It should surprise no one that Serkis, the leading go-to guy for CGI
work from Gollum to the Planet apes, lends Haddock incredible
expressions, but I didn’t know he could put a film on his shoulders. I
also didn’t know that devastating alcoholism could be so amusing. Booze
is to Haddock what spinach is to Popeye, something that should raise the
ire of AA types.
As soon as Haddock is introduced, we start to care. Then The Adventures of Tintin takes off and Spielberg brings us the most inspired action sequences since Inception:
Epic, funny, Rube Goldberg-style cavalcades of comic chaos and
destruction that honestly thrill and make fine use of 3-D technology
without engaging in overtly cheesy camera tricks. It may be classic
Spielbergian spectacle more than Hergé understatement, but damn it feels
good, whether you’re familiar with Tintin or not. PG.

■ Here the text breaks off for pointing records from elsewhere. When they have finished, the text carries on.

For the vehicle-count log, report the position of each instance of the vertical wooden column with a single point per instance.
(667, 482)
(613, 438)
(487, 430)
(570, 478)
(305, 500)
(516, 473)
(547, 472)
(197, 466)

82 SEE IT: The Adventures of Tintin
opens Wednesday, Dec. 21, at Cedar Hills, Clackamas, Eastport,
Cinetopia, Cornelius, Pioneer Place, Cinema 99, City Center, Division,
Evergreen, Hilltop, Lloyd Mall, Movies on TV, Sherwood, Tigard,
Wilsonville and Sandy.
"Booze is to Haddock what spinach is to Popeye, something that should raise the ire of AA types."
Actually in my experience AA members really don't care whether someone else drinks or not unless that person also wants to quit.
AA isn't a temperance society.
You must have them confused with someone else.